Dei nove nomi, sei sono israelitici e tre sono stranieri. Sichem è l’antico santuario nel territorio di Efraim, posto fra i due monti della benedizione (Garizim) e della maledizione (Ebal). Sukkot nella Transgiordania apparteneva alla tribù di Gad; Galaad, anch’essa in Transgiordania, era nel territorio di metà della tribù di Manasse. Efraim e Giuda rappresentano il centro e il Nord della Cisgiordania, in quanto tribù-guida del popolo di Israele. Moab (ad oriente del Mar Morto) ed Edom (a sud-ovest del  Mar  Morto) sono i tradizionali nemici, poi vassalli, di Israele, come pure la Filistea, la pianura costiera del Mediterraneo che ha dato il nome alla “Palestina”.

Però questa mappa è movimentata da dettagli pittoreschi: Efraim (v. 9) è cantato come elmo di Dio, cioè suo principale sostegno fra il popolo; Giuda, tribù regale, è lo scettro del comando (mechoqeq: questo termine raro si trova anche nella benedizione di Giacobbe in Gen 49,10). Moab, il vassallo sottomesso, è il bacino in cui il Vincitore si lava i piedi prima del banchetto: l’immagine è forse suggerita dalla ubicazione sul litorale del Mar Morto. Il gettare i sandali sull’altro, nemico sconfitto, sigla il suo atto di sottomissione (equivalente al lasciarsi calpestare dal trionfatore).

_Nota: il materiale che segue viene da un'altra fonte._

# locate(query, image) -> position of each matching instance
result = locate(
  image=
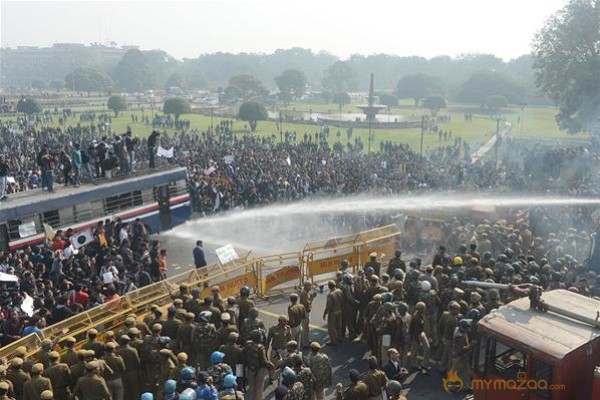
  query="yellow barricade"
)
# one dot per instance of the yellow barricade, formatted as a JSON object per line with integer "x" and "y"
{"x": 266, "y": 275}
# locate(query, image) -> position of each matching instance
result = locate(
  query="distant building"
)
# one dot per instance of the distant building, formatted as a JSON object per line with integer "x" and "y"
{"x": 21, "y": 65}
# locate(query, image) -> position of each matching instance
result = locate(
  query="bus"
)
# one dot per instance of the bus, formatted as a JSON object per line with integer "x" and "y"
{"x": 161, "y": 200}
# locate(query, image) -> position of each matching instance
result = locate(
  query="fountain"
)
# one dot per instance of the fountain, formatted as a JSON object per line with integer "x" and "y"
{"x": 371, "y": 110}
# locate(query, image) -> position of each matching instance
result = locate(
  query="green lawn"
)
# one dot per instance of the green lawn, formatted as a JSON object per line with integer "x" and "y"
{"x": 538, "y": 123}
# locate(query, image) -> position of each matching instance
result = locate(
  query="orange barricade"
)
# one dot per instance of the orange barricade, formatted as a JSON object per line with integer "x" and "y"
{"x": 282, "y": 271}
{"x": 265, "y": 275}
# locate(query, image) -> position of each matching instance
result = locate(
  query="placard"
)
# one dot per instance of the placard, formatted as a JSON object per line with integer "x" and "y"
{"x": 226, "y": 254}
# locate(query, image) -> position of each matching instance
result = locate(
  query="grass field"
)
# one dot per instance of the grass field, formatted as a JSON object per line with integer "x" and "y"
{"x": 538, "y": 122}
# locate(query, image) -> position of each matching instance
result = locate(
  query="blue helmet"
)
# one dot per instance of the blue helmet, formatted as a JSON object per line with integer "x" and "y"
{"x": 229, "y": 381}
{"x": 387, "y": 297}
{"x": 170, "y": 386}
{"x": 216, "y": 357}
{"x": 188, "y": 394}
{"x": 187, "y": 374}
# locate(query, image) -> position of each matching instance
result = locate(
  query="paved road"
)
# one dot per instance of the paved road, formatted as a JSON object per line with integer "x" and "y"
{"x": 344, "y": 357}
{"x": 482, "y": 151}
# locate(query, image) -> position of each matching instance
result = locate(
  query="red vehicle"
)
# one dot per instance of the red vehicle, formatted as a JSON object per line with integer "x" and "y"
{"x": 548, "y": 350}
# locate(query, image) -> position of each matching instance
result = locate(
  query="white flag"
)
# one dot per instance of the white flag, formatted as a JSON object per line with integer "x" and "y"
{"x": 209, "y": 170}
{"x": 82, "y": 239}
{"x": 164, "y": 152}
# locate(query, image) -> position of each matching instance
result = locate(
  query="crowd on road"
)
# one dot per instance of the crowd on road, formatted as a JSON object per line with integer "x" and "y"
{"x": 407, "y": 313}
{"x": 228, "y": 170}
{"x": 410, "y": 316}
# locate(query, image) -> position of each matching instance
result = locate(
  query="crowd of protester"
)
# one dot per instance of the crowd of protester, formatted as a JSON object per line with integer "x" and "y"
{"x": 400, "y": 310}
{"x": 228, "y": 170}
{"x": 412, "y": 315}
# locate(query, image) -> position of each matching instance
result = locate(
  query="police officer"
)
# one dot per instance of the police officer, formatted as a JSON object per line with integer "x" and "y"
{"x": 60, "y": 377}
{"x": 226, "y": 328}
{"x": 394, "y": 390}
{"x": 150, "y": 358}
{"x": 418, "y": 337}
{"x": 131, "y": 376}
{"x": 33, "y": 388}
{"x": 307, "y": 295}
{"x": 114, "y": 379}
{"x": 446, "y": 326}
{"x": 166, "y": 368}
{"x": 4, "y": 378}
{"x": 231, "y": 309}
{"x": 93, "y": 344}
{"x": 396, "y": 263}
{"x": 402, "y": 337}
{"x": 370, "y": 335}
{"x": 461, "y": 352}
{"x": 385, "y": 327}
{"x": 374, "y": 378}
{"x": 229, "y": 392}
{"x": 277, "y": 338}
{"x": 69, "y": 357}
{"x": 257, "y": 365}
{"x": 91, "y": 386}
{"x": 348, "y": 305}
{"x": 320, "y": 366}
{"x": 218, "y": 370}
{"x": 78, "y": 370}
{"x": 333, "y": 313}
{"x": 244, "y": 306}
{"x": 205, "y": 339}
{"x": 304, "y": 375}
{"x": 185, "y": 333}
{"x": 217, "y": 299}
{"x": 253, "y": 323}
{"x": 17, "y": 376}
{"x": 171, "y": 326}
{"x": 180, "y": 366}
{"x": 373, "y": 263}
{"x": 296, "y": 314}
{"x": 234, "y": 354}
{"x": 193, "y": 304}
{"x": 21, "y": 352}
{"x": 45, "y": 350}
{"x": 136, "y": 342}
{"x": 4, "y": 390}
{"x": 357, "y": 390}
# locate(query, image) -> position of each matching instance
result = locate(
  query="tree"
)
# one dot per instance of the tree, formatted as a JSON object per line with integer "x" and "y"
{"x": 177, "y": 106}
{"x": 88, "y": 80}
{"x": 389, "y": 100}
{"x": 244, "y": 88}
{"x": 566, "y": 54}
{"x": 291, "y": 84}
{"x": 133, "y": 73}
{"x": 418, "y": 87}
{"x": 483, "y": 84}
{"x": 176, "y": 80}
{"x": 341, "y": 99}
{"x": 339, "y": 78}
{"x": 28, "y": 106}
{"x": 434, "y": 104}
{"x": 117, "y": 104}
{"x": 253, "y": 111}
{"x": 57, "y": 85}
{"x": 495, "y": 103}
{"x": 38, "y": 84}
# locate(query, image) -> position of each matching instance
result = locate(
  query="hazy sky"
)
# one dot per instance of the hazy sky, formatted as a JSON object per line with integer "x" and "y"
{"x": 342, "y": 27}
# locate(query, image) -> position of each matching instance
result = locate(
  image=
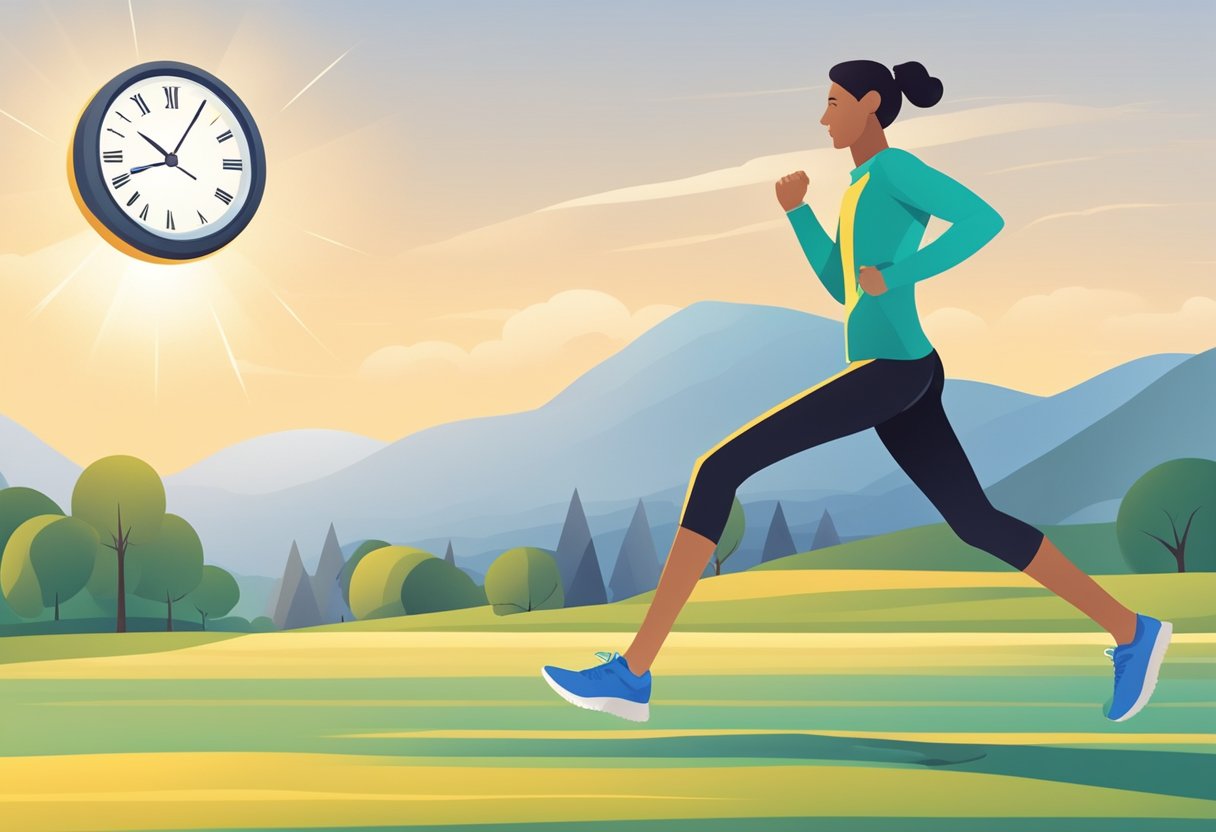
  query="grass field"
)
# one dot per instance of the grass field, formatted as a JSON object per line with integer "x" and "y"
{"x": 905, "y": 729}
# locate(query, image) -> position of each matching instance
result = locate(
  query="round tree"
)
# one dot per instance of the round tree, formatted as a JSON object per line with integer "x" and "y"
{"x": 173, "y": 565}
{"x": 435, "y": 585}
{"x": 1167, "y": 518}
{"x": 122, "y": 498}
{"x": 215, "y": 595}
{"x": 523, "y": 579}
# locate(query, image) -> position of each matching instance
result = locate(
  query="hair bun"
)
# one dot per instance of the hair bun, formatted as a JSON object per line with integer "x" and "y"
{"x": 917, "y": 84}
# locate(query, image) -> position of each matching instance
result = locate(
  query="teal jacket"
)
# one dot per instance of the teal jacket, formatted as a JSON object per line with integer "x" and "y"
{"x": 883, "y": 218}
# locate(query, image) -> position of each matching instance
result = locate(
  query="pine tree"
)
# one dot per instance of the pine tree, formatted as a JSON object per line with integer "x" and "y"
{"x": 637, "y": 565}
{"x": 780, "y": 541}
{"x": 826, "y": 535}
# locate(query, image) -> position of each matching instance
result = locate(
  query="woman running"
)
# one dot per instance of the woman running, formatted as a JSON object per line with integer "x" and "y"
{"x": 893, "y": 383}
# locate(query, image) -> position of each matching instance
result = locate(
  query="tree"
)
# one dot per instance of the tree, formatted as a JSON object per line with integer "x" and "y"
{"x": 122, "y": 498}
{"x": 435, "y": 585}
{"x": 731, "y": 537}
{"x": 826, "y": 534}
{"x": 523, "y": 579}
{"x": 1166, "y": 521}
{"x": 780, "y": 541}
{"x": 215, "y": 595}
{"x": 348, "y": 569}
{"x": 173, "y": 565}
{"x": 48, "y": 560}
{"x": 377, "y": 580}
{"x": 17, "y": 505}
{"x": 637, "y": 565}
{"x": 330, "y": 600}
{"x": 572, "y": 544}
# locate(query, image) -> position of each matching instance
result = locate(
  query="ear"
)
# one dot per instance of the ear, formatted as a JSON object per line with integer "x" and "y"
{"x": 871, "y": 101}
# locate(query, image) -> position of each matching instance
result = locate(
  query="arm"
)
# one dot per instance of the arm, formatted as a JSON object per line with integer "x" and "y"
{"x": 821, "y": 251}
{"x": 925, "y": 190}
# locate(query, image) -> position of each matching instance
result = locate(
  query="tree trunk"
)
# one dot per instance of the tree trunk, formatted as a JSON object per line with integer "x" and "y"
{"x": 120, "y": 550}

Il grido di vittoria ‘alaz conclude questo oracolo bellico.

Salmo 60: Supplica (vv. 11-14)

11 Chi mi condurrà alla città fortificata,
chi potrà guidarmi fino al paese di Edom,
12 se non tu, o Dio, che ci hai respinti
e più non esci, o Dio, con le nostre schiere?
13 Nell’oppressione vieni in nostro aiuto,
perché vana è la salvezza dell’uomo.
14 Con Dio noi faremo prodezze,
egli calpesterà i nostri nemici.

Riprende poi la lamentazione, in chiave di speranza: la meta da raggiungere è Edom, una non meglio identificata città for-tificata (’jr mazor). “Vanità è la salvezza dell’uomo“: shaw’, vanità, è la parola usata nel decalogo (Es 20,7; Dt 5,11) per indicare i falsi dei, gli idoli, così come nei profeti (Os 12,12; Ger 18,15; Gioele 2,9). La speranza è da porre solo nel Dio vivente, e non nei surrogati che l’uomo si fabbrica.